Watching a Player Leave Your Team
With the way teams throw money around during each league’s free agency period, player movement is more rampant than ever. That’s good news for the players, but it’s not always good news for fans of small market teams. If you grow fond of a player, it can sting to watch them leave for greener pastures, particularly if the greener pastures are strictly money-related.
The Complete Lack of Control
The lack of control makes sports the most unpredictable form of entertainment. That’s a double-edged sword because the thrill of winning provides one of the better psychological benefits of watching your team emerge as the victors. Yet, the agony of defeat can stay with you for weeks or even years. Fans remember the bad beats more than they do the easier victories, and there’s nothing you can do to prevent them.
Watching With People Who Don’t “Get It”
When you’re watching a random baseball game in August, you don’t have to worry about many people being around asking you silly questions. But when Super Bowl Sunday comes around, there will be groups of people who don’t even know how many points a touchdown is worth.
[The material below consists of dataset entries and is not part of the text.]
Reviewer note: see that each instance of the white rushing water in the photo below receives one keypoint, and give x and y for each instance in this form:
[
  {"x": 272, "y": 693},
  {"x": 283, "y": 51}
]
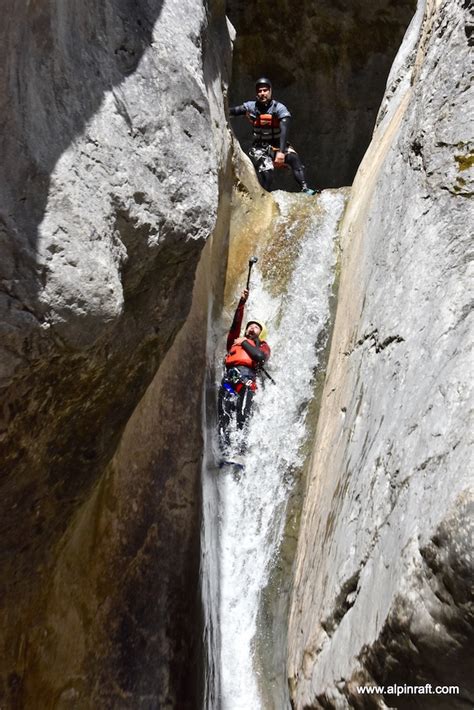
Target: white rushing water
[{"x": 244, "y": 514}]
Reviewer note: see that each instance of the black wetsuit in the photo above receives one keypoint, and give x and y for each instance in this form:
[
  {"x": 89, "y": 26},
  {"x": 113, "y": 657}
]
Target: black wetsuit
[
  {"x": 270, "y": 135},
  {"x": 238, "y": 385}
]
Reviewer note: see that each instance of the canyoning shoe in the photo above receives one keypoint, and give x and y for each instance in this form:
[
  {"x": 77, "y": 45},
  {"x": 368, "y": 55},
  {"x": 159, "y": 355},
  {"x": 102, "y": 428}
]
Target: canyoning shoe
[{"x": 309, "y": 191}]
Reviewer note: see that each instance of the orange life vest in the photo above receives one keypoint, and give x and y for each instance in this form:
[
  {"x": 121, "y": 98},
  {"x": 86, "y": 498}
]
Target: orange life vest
[
  {"x": 266, "y": 126},
  {"x": 238, "y": 356}
]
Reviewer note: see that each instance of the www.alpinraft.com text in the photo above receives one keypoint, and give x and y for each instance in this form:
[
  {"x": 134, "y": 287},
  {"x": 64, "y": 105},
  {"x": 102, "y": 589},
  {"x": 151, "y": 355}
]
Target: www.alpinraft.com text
[{"x": 427, "y": 689}]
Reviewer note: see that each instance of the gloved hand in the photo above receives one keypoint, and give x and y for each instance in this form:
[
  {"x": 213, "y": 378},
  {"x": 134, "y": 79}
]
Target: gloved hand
[{"x": 279, "y": 159}]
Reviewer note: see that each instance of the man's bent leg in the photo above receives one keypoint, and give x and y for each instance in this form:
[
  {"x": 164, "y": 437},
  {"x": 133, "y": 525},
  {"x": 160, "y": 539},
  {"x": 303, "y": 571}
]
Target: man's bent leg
[
  {"x": 244, "y": 406},
  {"x": 263, "y": 164},
  {"x": 294, "y": 161},
  {"x": 224, "y": 409}
]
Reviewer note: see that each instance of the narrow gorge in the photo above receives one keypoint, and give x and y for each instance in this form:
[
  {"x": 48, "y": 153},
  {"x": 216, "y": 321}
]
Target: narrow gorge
[{"x": 136, "y": 572}]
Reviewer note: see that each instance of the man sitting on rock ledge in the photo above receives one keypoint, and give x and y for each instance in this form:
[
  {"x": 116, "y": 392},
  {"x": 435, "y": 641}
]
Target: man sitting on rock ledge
[{"x": 270, "y": 121}]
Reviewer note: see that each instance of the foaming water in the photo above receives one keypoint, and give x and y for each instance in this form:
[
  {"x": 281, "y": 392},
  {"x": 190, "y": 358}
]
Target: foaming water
[{"x": 245, "y": 511}]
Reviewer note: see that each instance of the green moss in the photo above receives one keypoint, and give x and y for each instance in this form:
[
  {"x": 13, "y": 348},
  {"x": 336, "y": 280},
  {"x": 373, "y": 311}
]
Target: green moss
[{"x": 464, "y": 161}]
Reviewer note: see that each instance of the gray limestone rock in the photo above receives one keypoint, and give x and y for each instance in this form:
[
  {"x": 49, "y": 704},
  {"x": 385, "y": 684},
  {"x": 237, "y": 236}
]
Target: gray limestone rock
[
  {"x": 114, "y": 151},
  {"x": 383, "y": 591}
]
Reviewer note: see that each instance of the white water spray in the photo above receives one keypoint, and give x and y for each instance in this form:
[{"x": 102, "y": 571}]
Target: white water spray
[{"x": 245, "y": 514}]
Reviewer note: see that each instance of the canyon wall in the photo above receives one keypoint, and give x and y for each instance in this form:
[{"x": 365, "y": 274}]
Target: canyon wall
[
  {"x": 382, "y": 592},
  {"x": 329, "y": 61},
  {"x": 115, "y": 158}
]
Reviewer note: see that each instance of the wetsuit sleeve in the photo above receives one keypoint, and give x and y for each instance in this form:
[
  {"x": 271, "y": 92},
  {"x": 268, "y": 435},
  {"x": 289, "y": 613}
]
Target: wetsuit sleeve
[
  {"x": 284, "y": 127},
  {"x": 259, "y": 353},
  {"x": 238, "y": 110},
  {"x": 234, "y": 331}
]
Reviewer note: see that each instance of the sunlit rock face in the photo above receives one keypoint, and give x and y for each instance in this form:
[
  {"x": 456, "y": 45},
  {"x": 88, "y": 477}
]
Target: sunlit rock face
[
  {"x": 329, "y": 63},
  {"x": 384, "y": 561},
  {"x": 114, "y": 145}
]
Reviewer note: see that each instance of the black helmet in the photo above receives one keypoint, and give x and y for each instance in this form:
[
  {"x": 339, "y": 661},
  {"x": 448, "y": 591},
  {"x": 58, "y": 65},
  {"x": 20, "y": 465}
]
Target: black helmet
[{"x": 263, "y": 81}]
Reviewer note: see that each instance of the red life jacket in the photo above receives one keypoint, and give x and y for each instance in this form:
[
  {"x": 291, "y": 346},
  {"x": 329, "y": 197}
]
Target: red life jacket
[
  {"x": 266, "y": 126},
  {"x": 238, "y": 356}
]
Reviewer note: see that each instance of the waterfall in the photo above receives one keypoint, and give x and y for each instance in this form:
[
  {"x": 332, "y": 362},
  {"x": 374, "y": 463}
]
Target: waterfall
[{"x": 244, "y": 512}]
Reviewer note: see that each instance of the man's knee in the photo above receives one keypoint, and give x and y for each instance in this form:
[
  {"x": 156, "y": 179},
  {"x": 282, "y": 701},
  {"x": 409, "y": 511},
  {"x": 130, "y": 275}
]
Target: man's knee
[{"x": 265, "y": 178}]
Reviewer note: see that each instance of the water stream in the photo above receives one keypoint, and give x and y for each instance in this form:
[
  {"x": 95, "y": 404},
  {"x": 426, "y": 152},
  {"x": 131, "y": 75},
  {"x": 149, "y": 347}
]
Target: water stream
[{"x": 245, "y": 511}]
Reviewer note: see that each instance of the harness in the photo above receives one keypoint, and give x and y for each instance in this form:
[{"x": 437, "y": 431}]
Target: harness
[
  {"x": 266, "y": 126},
  {"x": 234, "y": 381}
]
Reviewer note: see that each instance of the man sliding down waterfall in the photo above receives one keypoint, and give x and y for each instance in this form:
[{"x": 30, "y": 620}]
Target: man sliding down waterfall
[
  {"x": 245, "y": 357},
  {"x": 270, "y": 121}
]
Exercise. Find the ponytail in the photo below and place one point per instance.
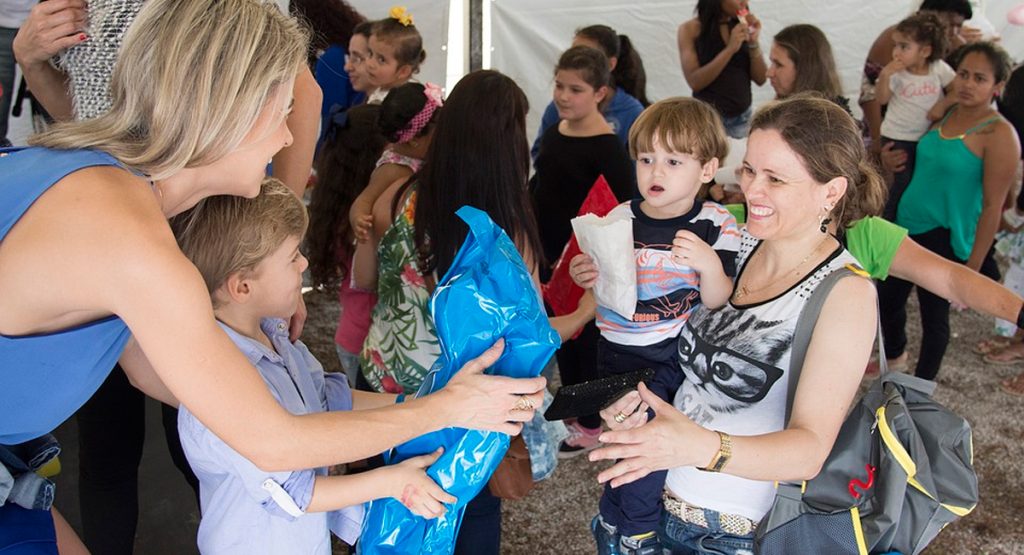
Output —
(629, 73)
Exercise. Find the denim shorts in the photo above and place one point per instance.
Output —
(681, 538)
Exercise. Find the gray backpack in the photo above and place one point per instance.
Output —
(900, 470)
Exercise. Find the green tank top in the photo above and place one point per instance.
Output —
(946, 188)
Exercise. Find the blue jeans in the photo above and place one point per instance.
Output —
(634, 508)
(681, 538)
(6, 77)
(737, 126)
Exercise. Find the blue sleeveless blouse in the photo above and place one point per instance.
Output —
(45, 378)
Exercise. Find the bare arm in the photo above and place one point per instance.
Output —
(953, 282)
(365, 260)
(363, 400)
(883, 92)
(360, 214)
(50, 28)
(141, 375)
(941, 107)
(292, 165)
(698, 77)
(839, 350)
(759, 69)
(1001, 153)
(406, 481)
(880, 53)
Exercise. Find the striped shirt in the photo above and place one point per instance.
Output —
(668, 292)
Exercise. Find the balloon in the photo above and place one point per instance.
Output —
(1016, 15)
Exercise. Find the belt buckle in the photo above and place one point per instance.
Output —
(730, 523)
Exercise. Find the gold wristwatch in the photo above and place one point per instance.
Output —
(722, 457)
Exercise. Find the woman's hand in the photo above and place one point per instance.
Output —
(50, 28)
(753, 29)
(627, 413)
(584, 271)
(491, 402)
(737, 37)
(416, 489)
(665, 442)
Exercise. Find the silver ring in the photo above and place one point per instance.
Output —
(523, 403)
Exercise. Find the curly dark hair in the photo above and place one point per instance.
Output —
(347, 159)
(479, 157)
(926, 29)
(629, 73)
(398, 109)
(406, 39)
(330, 22)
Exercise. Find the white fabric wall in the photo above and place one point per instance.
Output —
(528, 36)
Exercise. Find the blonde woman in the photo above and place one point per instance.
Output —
(90, 272)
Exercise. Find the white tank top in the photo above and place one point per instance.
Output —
(736, 361)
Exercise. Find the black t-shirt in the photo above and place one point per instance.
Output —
(730, 91)
(565, 170)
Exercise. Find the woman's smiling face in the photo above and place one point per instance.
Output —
(782, 199)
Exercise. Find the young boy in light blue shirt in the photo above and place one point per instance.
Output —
(248, 253)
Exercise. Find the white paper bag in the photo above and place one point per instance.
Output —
(609, 242)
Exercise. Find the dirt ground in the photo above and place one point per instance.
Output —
(554, 517)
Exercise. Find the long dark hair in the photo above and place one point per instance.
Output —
(709, 15)
(629, 73)
(331, 22)
(478, 157)
(811, 54)
(347, 159)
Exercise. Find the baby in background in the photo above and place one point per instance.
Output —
(684, 250)
(911, 86)
(248, 253)
(395, 53)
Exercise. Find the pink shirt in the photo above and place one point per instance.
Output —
(356, 307)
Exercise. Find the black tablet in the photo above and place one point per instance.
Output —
(590, 397)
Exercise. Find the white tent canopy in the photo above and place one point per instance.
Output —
(523, 38)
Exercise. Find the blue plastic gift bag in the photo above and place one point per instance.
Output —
(485, 295)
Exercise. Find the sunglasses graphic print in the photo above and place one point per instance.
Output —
(734, 375)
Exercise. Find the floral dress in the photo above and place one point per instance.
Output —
(401, 343)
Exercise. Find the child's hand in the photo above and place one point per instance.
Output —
(583, 270)
(416, 491)
(688, 249)
(893, 67)
(361, 223)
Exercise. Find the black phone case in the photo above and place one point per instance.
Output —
(590, 397)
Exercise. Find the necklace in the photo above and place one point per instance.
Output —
(160, 191)
(743, 291)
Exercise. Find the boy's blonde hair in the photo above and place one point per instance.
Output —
(680, 125)
(226, 235)
(190, 80)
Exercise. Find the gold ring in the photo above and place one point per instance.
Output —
(523, 403)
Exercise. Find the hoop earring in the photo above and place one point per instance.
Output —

Watching games with people who don’t get it or mock you for caring is a downer. The last thing you want to hear is “it’s just a game” from someone if you are sulking after a last-minute defeat.
Regardless of your favorite sport, the off-season is the biggest drag in the world. Assuming your squad isn’t the one who got to hoist the championship trophy, you’re anxious to get a new campaign underway to get the bad taste out of your mouth from a bad season. Every off-season moves about as quickly as molasses coming down a tree, making the wait unbearable in some circumstances.
The worst thing about being a sports fan is that other sports fans ruin it for everyone else and gravitate towards it for all the wrong reasons. It’s okay to have playful banter with opposing fanbases, but when there are threats and things get physical, that’s a step too far. The games are unpredictable enough, and being around fans who have a quick fuse and ruin the experience is one unpredictability worth avoiding.
Loving the game you grew up playing and watching offers many benefits, so there’s no reason to quit your fandom because of the worst things about being a sports fan. Knowing the collateral damage and how to handle it helps you appreciate the good things that come your way.